Director-General, Institute for Peace and Conflict Resolution (IPCR), Prof. Oshita O. Oshita, has restated the need for proper streamlining of gender roles and synergy into “Nigeria’s peace and security architecture, to enable peace and progress.”
Oshita stated this in his keynote address yesterday at a conference on “All-Nigeria Women Leaders on Peace Building and Conflict Resolution: Peace in Nigeria, a Collective Responsibility,” organised by the Centre for Gender Studies International (CGSI) in Abuja.
Represented by the Head, Gender, Peace Resolution and Security, Mrs. Grace Audu, he said “there is a need to assign the role of coordinating body to arrive at systematic and envisaged outcomes, in order to bridge existing gaps in peace processes.”

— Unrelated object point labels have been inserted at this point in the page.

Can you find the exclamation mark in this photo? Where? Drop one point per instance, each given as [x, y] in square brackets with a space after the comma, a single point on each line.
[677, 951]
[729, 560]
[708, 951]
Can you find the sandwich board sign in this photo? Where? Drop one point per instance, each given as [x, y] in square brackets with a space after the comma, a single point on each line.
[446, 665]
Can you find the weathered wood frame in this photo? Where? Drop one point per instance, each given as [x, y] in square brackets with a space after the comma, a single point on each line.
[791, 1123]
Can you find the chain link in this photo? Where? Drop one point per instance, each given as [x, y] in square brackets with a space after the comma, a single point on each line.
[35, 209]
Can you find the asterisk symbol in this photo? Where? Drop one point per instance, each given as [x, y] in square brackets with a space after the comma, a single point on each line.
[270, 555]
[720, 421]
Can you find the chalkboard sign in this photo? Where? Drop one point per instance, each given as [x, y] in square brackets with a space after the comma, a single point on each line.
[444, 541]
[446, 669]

“Recognising the importance that women play in conflict resolution and peace building especially at the informal levels, the UN in the year 2000 adopted a political framework, the United Nations Security Council Resolution (UNSC 1325), to bring women to the leadership and decision making levels in peace processes.
“It also acknowledges that women are more and differently impacted by conflict from men and, therefore, mandated member countries to integrate gender perspectives in all aspects of peace building,” he said.
Oshita noted that the country began the “process of domesticating the UN resolutions by developing a National Action Plan (NAP), including the National Gender Policy (NGP) and the Convention on the Elimination of All Forms of Discrimination Against Women (CEDAW),” adding, however, that “it seems that the goal of the UNSCR 1325 is still far-fetched.”
He, therefore, charged stakeholders to “engage with issues inhibiting the adequate promotion of peace in Nigeria that needed answers,” urging them to “come up with action points for next steps to be taken.”
Representing the National Orientation Agency (NOA) at the Conference, Mrs. Theresa Maduekwe said “for peace to reign in Nigeria, citizens must embrace African values of respect for one another, and communal living where everyone is their brother’s keeper.”
In her welcome address, the Convener, Executive Secretary of the CGSI and former Commissioner for Women Affairs in Imo state, Mrs. Nma Love Onyechere, decried the “lack of adequate commitment to security issues especially as it affects women and girls, by women leaders in the country.”